The vast majority of investors in EM private markets pursue growth in one country or region. In aggregate, this has the effect of creating opportunities for the much smaller number of value-driven global investors with specialized EM skills.

Meanwhile steady advancement of emerging markets naturally expands the actionable opportunity set for value investors.  Emerging markets gradually evolve and mature, allowing for more sophisticated deal structures and approaches, even as they beneficially remain arguably the least efficient asset class in the world.  

Minority shareholders in plain vanilla deal structures without significant governance rights remain vulnerable, but creditor rights are increasingly respected and enforceable. Bankruptcy codes, in various stages of development, exist in many jurisdictions. Progress is uneven, but, in general, efficient win/win restructurings are increasingly commonplace, allowing an appropriate variation of the special situations toolkit from developed markets to be effectively utilized in emerging markets.

Structural Opportunities

Opportunities missed by local investors

  • Emerging market private markets investors focused on one country or region are often limited by mandate to buying existing businesses utilizing traditional equity structures. This leaves significant opportunity for the relatively few investors with the necessary global networks and orientation to agnostically execute across markets, offer customized capital solutions, and, together with world class management teams, create important new businesses that fill voids in the marketplace.

Pan-EM Companies

  • Middle market companies operating globally (or with global aspirations) often find it hard to obtain capital given that most emerging market private equity investors have a limited geographical mandate. Moreover, Albright Capital's global networks and proven ability to support global expansion make us a partner of choice for these companies.

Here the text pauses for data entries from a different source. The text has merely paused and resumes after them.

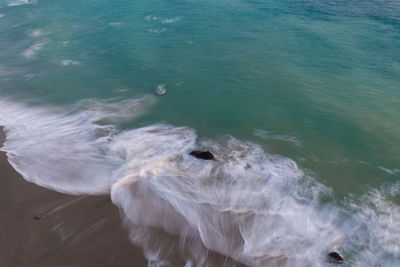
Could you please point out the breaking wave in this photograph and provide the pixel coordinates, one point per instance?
(256, 208)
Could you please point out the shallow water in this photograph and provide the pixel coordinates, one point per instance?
(298, 100)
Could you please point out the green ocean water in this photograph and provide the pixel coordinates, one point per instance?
(327, 74)
(314, 81)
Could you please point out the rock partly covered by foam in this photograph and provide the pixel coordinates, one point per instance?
(335, 257)
(206, 155)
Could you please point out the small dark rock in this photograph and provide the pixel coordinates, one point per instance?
(206, 155)
(335, 257)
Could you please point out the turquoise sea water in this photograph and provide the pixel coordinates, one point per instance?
(312, 84)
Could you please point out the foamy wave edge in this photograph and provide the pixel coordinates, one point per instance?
(256, 208)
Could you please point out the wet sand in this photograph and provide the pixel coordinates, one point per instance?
(70, 230)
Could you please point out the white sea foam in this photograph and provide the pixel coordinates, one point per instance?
(267, 135)
(21, 2)
(256, 208)
(68, 62)
(32, 50)
(150, 17)
(157, 30)
(35, 33)
(171, 20)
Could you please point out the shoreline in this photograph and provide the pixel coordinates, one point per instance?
(47, 228)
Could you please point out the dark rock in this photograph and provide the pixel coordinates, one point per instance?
(206, 155)
(335, 257)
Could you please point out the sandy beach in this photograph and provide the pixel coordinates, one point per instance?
(46, 228)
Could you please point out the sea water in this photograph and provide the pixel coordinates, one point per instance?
(298, 100)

Generalized Misconceptions of Actual Political Risk

  • Generalized misconceptions of political risk are a driver of EM inefficiency and opportunity for those with the necessary navigational skills. There are many good companies (and attractive assets) in out-of-favor jurisdictions or circumstances. For us, there are no red or green lights attached to sovereign risk, there is always a yellow light. We avoid hasty conclusions based on summary judgement of sovereign level risk and, supported by valuable information networks, do the resource intensive work of comprehensively analyzing each situation on its own merits. Care is taken to ensure that our investors are adequately compensated for sovereign risk via sufficiently high returns and/or valuable diversification benefits.

EM Corporate Credit

  • The emerging market corporate credit market is now larger than the US high yield market, after rapid, quantitative-easing-driven growth since the Global Financial Crisis. Issuers have become more sophisticated and idiosyncratic restructuring opportunities (delivering inherently low correlation) should persist for a long time. 

CYCLICAL opportunities

Distressed Credit Opportunity

  • Increasing corporate leverage within the emerging markets since the Global Financial Crisis and a heavy maturity calendar in the next few years should create a significant emerging market distressed credit opportunity.

Currency and other losses

  • Recent currency and other losses in country and regional emerging market private equity funds have caused the usual investor base for those funds to retreat, creating an opportunity to support a select group of orphaned portfolio companies with much-needed follow-on capital, including structured capital on attractive terms.

Secondary Opportunities

  • Given recent difficulties in conventional EM PE, many firms have been unable to raise subsequent funds and traditional sources of capital to buy secondary LP interests may not be available, given their heavy reliance on continuity of the GP.